A few days afterwards the vivacious actress found her way to my studio door without anyone to guide her, and how she got there has always puzzled me. I was engrossed in some urgent work, when a rap came and Miss Terry sailed in, all smiles and animation.

She did not introduce herself. There was no need. I knew her instantly, as I supposed she imagined I should. It was a very hot day, and she said, “I am positively dying for a cup of tea.”

She told me she was just clearing off all her visiting arrears before sailing, and added: “You see, Mr. Tussaud, I have not forgotten you.”

The cup that cheers was very soon brewed, and Miss Terry saw that I noticed a gauntlet on her right hand as she raised the cup to her lips.

“I met with a slight accident on the stage,” she said.

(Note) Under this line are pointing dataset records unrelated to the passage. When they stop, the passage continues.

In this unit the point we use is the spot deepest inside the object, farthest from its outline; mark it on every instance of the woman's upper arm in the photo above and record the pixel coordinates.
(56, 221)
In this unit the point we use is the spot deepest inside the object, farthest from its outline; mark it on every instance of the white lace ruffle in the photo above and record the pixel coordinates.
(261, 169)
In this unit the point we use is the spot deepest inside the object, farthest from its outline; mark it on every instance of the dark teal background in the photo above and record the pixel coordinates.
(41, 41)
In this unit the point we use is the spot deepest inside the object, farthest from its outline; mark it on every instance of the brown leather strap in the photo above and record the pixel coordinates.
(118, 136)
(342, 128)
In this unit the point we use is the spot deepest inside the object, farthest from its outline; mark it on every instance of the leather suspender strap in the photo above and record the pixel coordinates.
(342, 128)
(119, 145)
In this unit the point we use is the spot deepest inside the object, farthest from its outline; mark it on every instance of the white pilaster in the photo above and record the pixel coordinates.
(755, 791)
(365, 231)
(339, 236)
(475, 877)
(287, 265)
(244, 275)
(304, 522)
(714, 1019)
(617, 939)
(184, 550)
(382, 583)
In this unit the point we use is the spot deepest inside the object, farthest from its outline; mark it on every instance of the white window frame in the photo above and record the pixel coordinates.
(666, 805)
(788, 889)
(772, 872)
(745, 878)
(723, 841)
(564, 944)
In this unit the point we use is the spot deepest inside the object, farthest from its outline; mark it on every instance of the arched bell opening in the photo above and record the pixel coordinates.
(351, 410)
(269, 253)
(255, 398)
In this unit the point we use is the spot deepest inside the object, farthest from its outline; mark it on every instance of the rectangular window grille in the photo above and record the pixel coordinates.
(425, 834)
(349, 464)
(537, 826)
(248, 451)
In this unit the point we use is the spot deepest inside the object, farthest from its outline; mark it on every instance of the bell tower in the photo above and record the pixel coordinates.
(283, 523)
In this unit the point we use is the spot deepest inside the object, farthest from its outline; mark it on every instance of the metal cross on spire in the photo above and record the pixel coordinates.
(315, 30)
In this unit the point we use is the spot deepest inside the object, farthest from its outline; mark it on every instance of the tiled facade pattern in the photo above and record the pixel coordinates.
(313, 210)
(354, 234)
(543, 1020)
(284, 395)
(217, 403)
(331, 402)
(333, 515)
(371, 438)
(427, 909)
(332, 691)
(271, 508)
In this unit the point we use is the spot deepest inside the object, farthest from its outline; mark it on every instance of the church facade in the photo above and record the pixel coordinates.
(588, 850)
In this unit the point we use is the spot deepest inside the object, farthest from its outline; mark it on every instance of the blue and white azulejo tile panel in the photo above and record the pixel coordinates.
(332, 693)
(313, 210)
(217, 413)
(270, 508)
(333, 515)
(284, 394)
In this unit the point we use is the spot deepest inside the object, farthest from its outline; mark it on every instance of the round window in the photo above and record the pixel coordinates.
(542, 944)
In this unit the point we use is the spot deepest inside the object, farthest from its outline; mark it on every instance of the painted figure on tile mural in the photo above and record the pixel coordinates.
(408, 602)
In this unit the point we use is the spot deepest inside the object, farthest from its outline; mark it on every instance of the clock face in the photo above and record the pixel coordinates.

I wish I could recall some of her delightful chat, and I regret that I did not keep a diary instead of trusting entirely to memory. However, I may derive some consolation from the conclusion, arrived at by an old and experienced literary friend, that it is seldom what has been forgotten would have been worth writing about had it been remembered.

When I had finished modelling, and not till then, Miss Terry apologised for being in a hurry, and as she took her departure I found myself wondering by what secret art or gift she could conjure up so much mirth and sprightliness when the thermometer was registering ninety in the shade.

After Miss Terry had gone my eye happened to catch the chair on which she had been sitting, and I discovered that the back legs were within an eighth of an inch of the edge of the high dais.

I trembled to think of what might have happened to the actress if the chair had fallen to the floor while she occupied it. I suppose the reason for its position having changed from that in which it was originally placed was that the actress, who could hardly be described as a reposeful “sitter,” had shifted it in her restlessness.

The carpenter had omitted to fix the fillet which should have been placed to preclude any risk of the chair falling from its elevated position.